To analyze the cerebral microvascular network, we used the AngioTool program (available in the public domain at https://ccrod.cancer.gov/confluence/display/ROB2/Downloads), a validated source for measuring vascular networks. We calculated the total length of IB4-labeled brain capillaries, which represented the brain capillary density. Lacunarity describes the distribution of spaces between vessels.

Analysis of microglial activation

To quantify morphological changes in Ionized calcium‑binding adaptor molecule 1 (Iba-1+) cells, consecutive Z-stack images were converted to a maximum intensity projection image by ImageJ software (NIH Bethesda, MD, USA). Using the Sholl analysis plugin, concentric circles were created centered on the soma, beginning at 4 μm radii and increasing by 2 μm with every circle. We determined the number of intersections made by microglial branching processes with each successive increasing circle, the maximum number of intersections for the cell (Nm), the critical value at which Nm occurred, and the maximum length at which a branch intersection was observed. We used the image tool “Sholl analysis” from the ImageJ Program to analyze microglial morphology. It was possible to analyze the number of processes of each microglia separately through concentric and consecutive circles every 2 µm around the cell and to compute the number of intersections of microglial processes with each circle, representing the degree of branching of the cell. The less branched the cell was, the more activated the cell was.

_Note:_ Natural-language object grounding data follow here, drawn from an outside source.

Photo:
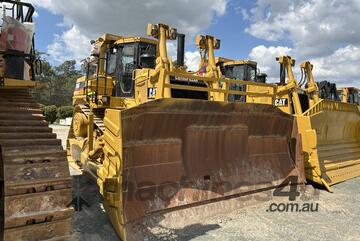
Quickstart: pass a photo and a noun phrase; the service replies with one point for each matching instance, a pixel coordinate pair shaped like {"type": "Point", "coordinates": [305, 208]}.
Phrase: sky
{"type": "Point", "coordinates": [325, 32]}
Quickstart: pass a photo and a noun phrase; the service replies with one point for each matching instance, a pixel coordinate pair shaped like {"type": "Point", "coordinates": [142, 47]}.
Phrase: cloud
{"type": "Point", "coordinates": [340, 67]}
{"type": "Point", "coordinates": [70, 45]}
{"type": "Point", "coordinates": [315, 27]}
{"type": "Point", "coordinates": [322, 31]}
{"type": "Point", "coordinates": [91, 18]}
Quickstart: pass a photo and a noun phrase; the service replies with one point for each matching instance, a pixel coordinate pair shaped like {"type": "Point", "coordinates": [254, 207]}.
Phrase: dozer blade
{"type": "Point", "coordinates": [332, 140]}
{"type": "Point", "coordinates": [35, 178]}
{"type": "Point", "coordinates": [170, 155]}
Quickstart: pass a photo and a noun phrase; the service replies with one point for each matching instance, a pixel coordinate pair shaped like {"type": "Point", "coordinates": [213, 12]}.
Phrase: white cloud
{"type": "Point", "coordinates": [127, 18]}
{"type": "Point", "coordinates": [70, 45]}
{"type": "Point", "coordinates": [340, 67]}
{"type": "Point", "coordinates": [325, 32]}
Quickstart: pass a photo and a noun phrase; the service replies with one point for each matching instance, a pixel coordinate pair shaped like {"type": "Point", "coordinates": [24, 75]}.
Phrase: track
{"type": "Point", "coordinates": [35, 179]}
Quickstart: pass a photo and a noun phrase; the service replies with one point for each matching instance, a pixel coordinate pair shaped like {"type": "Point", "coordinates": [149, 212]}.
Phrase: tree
{"type": "Point", "coordinates": [61, 82]}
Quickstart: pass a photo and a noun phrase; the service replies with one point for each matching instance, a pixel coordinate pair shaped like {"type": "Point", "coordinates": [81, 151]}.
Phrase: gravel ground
{"type": "Point", "coordinates": [337, 218]}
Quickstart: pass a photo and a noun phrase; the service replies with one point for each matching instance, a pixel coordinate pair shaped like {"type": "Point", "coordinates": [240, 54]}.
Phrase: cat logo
{"type": "Point", "coordinates": [281, 102]}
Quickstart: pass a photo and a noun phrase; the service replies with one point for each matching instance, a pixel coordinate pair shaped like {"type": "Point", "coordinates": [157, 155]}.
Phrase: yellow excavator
{"type": "Point", "coordinates": [330, 129]}
{"type": "Point", "coordinates": [34, 178]}
{"type": "Point", "coordinates": [164, 143]}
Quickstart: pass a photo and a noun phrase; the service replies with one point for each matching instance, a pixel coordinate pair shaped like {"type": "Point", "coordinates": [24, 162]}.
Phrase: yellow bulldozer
{"type": "Point", "coordinates": [164, 142]}
{"type": "Point", "coordinates": [329, 128]}
{"type": "Point", "coordinates": [34, 178]}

At least 30 microglia per field were analyzed in 3 sections/4 slides per animal.

Analysis of vessel coverage by astrocytes

The degree of colocalization between the astrocyte marker GFAP and the blood vessel marker IB4 was analyzed using the ImageJ program. The tool "colocalization", which uses Mander's M1 coefficients, was used. These coefficients indicate the percentage of pixels in the green channel (GFAP+) intersecting with a red channel signal (IB4). In other words, the M1 coefficients show the fraction of intensity in each channel that coincides with some intensity in the other channel.

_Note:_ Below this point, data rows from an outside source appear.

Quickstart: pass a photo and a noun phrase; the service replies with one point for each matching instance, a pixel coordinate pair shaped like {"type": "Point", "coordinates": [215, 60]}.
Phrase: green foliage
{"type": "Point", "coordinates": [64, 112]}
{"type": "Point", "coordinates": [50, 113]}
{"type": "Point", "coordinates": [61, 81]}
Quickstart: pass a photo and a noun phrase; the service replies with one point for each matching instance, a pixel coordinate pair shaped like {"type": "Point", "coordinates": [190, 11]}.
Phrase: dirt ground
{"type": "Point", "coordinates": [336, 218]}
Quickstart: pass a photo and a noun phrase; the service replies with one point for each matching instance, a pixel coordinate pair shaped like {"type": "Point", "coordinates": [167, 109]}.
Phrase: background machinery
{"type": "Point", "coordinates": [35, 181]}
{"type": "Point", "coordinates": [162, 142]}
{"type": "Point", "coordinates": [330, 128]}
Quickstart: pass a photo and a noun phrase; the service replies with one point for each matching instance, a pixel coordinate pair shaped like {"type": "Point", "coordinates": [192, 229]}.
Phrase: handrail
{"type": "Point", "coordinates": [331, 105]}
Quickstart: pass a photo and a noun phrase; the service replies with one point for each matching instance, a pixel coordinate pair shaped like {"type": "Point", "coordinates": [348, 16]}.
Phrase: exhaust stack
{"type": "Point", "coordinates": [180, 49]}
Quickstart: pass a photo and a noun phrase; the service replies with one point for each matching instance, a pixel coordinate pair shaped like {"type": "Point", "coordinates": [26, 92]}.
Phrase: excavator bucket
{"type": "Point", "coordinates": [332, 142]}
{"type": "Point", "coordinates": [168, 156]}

Cognition testsFear conditioning memory test

Mice were placed into a specific chamber individually. After 3 min of habituation, mice were subjected to an electric foot shock (0.75 mA, 3 s) simultaneously to a tone (2.5 kHz, 85 dB, 3 s) and returned to their home cages. The next day, mice were placed in the same chamber for 3 min, and the tone was applied without a foot-shock. A digital video camera recorded the behavior of the mice and was manually analyzed. Continuous immobility for 1 s was defined as freezing behavior, and the total freezing time (i.e., length of immobility) was measured. Throughout the experiment and analysis of results, the group of animals was not revealed to the researcher. The procedures followed the described by Zhang et al. [18] and Granja et al. [19].

Light/dark box test

The light/dark box test reliably predicts anxiolytic and anxiogenic-like effects in rodents and offers quick, easy performance without prior animal training or food/water deprivation. Transitions in this test indicate activity and exploration, while the time spent in each compartment reflects aversion (light) and attraction (dark). The apparatus consists of a wooden box (48 cm × 24 cm × 27 cm) divided into two compartments by a barrier with a doorway (10 cm × 10 cm). One compartment is black and covered, while the other is white and illuminated by a 60-W light bulb positioned 40 cm above the box. The test procedure involves transporting the mice to a darkened room, allowing them to acclimate in their home cages for 2 h, then placing them in the lit compartment to explore freely for 5 min. We recorded the time spent in the lit compartment, the number of entries into the lit compartment, and the latency to enter the dark compartment [20]. Throughout the experiment and analysis, the group of animals remained blinded to the researcher.